Two new polls of Iowa Republicans show Dr. Ben Carson has taken the lead from Donald Trump. Selzer & Co’s latest survey for the Des Moines Register and Bloomberg Politics shows Carson is the first choice of 28 percent of likely Republican caucus-goers, followed by Trump at 19 percent, U.S. Senator Ted Cruz (10 percent), U.S. Senator Marco Rubio (9 percent), former Florida Governor Jeb Bush and U.S. Senator Rand Paul (5 percent each), business executive Carly Fiorina (4 percent), former Arkansas Governor Mike Huckabee (3 percent), Louisiana Governor Bobby Jindal, Ohio Governor John Kasich, and former Senator Rick Santorum (2 percent each), New Jersey Governor Chris Christie (1 percent), and the rest of the field below 1 percent.
Similarly, Quinnipiac’s latest poll of likely Republican caucus-goers found Carson ahead of Trump by 28 percent to 20 percent, followed by Rubio (13 percent), Cruz (10 percent), Paul (6 percent), Fiorina and Bush (5 percent each), and no one else above 3 percent.
Carson is the best-liked candidate among those likely to participate in the Iowa GOP caucuses. Both the Selzer and Quinnipiac surveys found that 84 percent of respondents view him favorably. I’ve posted more excerpts from the poll write-ups after the jump.
Carson is crushing the competition among social conservatives, an important bloc that tends to break late in Iowa caucus campaigns, as Bleeding Heartland guest author fladem discussed here. He has invested heavily in direct mail and leaving copies of his paperback books on Iowa Republican doorsteps, while generally escaping scrutiny from his competitors.
At some point, other candidates who are appealing primarily to the religious right must recognize that their path to relevance in Iowa runs through Carson. Only 22 percent of Selzer poll respondents said their minds are made up; 78 percent could change their minds. I’m curious to see when 2008 winner Huckabee, 2012 winner Santorum, and/or Jindal will start making a case against the surgeon. To be stuck in the cellar after spending substantially more time in Iowa than Carson must be so frustrating.
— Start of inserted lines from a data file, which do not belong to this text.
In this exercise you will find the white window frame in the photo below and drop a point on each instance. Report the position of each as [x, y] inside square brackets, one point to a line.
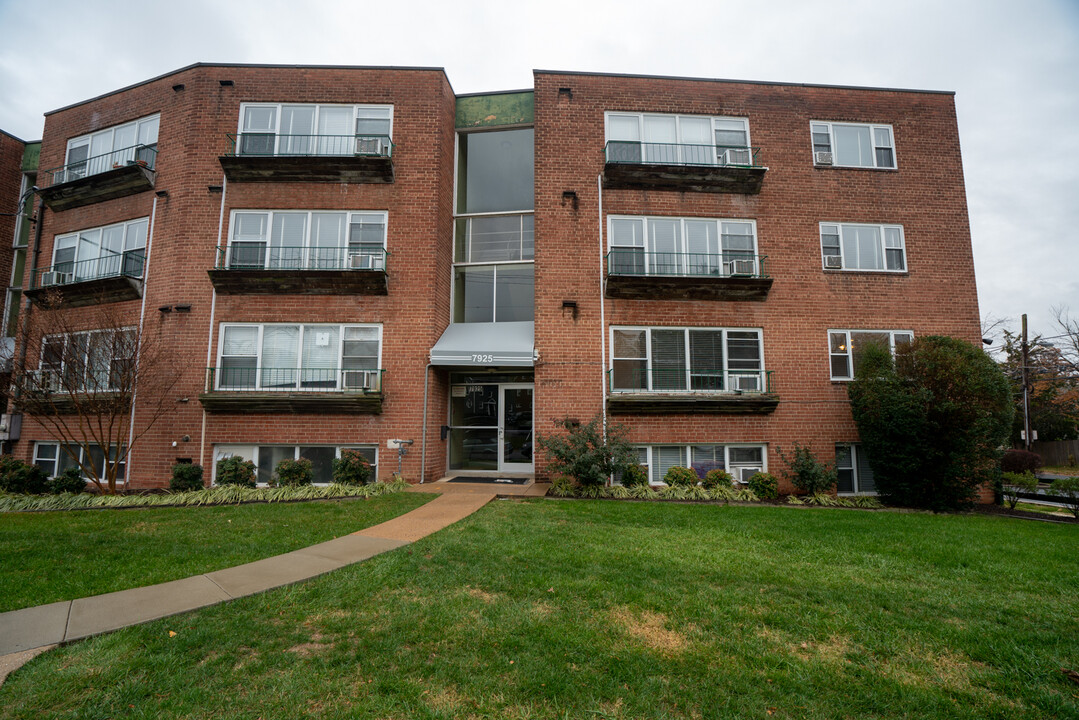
[242, 450]
[299, 354]
[727, 372]
[872, 127]
[884, 247]
[848, 348]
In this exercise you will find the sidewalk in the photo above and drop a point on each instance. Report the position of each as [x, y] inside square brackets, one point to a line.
[24, 634]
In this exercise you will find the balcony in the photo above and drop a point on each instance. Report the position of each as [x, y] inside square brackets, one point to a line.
[687, 167]
[269, 158]
[321, 391]
[112, 277]
[667, 392]
[103, 177]
[256, 269]
[636, 274]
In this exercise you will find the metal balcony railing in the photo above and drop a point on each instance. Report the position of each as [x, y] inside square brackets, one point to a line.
[680, 153]
[128, 263]
[641, 380]
[636, 261]
[271, 145]
[262, 256]
[137, 154]
[292, 380]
Cruz may also need to give Iowans a reason not to support Carson. Perhaps some of his Christian conservative surrogates could take on that role. “Opinion leaders” backing Cruz include numerous evangelical clergy, talk radio host Steve Deace, and Dick and Betty Odgaard, the self-styled martyrs to marriage equality in Iowa.
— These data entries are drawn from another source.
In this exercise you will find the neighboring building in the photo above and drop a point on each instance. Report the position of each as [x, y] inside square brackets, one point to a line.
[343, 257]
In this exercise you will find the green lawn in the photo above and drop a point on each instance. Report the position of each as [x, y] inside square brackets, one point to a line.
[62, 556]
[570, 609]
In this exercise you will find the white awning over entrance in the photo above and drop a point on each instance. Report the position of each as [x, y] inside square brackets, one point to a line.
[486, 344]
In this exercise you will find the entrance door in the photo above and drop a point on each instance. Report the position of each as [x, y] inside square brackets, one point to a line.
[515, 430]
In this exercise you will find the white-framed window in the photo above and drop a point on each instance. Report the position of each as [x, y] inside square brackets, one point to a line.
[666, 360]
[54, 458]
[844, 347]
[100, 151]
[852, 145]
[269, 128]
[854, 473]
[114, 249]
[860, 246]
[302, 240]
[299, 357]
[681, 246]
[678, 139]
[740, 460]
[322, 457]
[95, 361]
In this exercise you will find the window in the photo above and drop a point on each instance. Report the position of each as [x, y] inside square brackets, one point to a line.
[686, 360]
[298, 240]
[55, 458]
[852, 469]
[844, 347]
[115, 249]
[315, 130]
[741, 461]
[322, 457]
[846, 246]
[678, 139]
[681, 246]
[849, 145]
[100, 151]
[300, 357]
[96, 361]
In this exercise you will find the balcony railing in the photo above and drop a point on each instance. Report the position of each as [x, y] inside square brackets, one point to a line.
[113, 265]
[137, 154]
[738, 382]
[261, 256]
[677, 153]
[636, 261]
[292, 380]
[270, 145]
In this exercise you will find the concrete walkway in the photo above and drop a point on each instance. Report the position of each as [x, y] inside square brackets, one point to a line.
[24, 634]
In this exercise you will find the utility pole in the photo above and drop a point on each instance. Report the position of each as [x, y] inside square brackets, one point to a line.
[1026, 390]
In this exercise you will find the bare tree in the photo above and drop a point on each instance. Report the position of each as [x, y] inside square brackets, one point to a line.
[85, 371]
UPDATE: I should have mentioned that Nick Ryan, who led the 501(c)4 group American Future Fund for several election cycles and headed the pro-Santorum super-PAC during the 2012 primaries, signed on earlier this year to lead a super-PAC supporting Huckabee. It might make more sense for that group to go after Carson than for Huckabee to do so directly. Still, the next GOP debate on October 28 would be a good opportunity for rivals to score points against the new Iowa front-runner.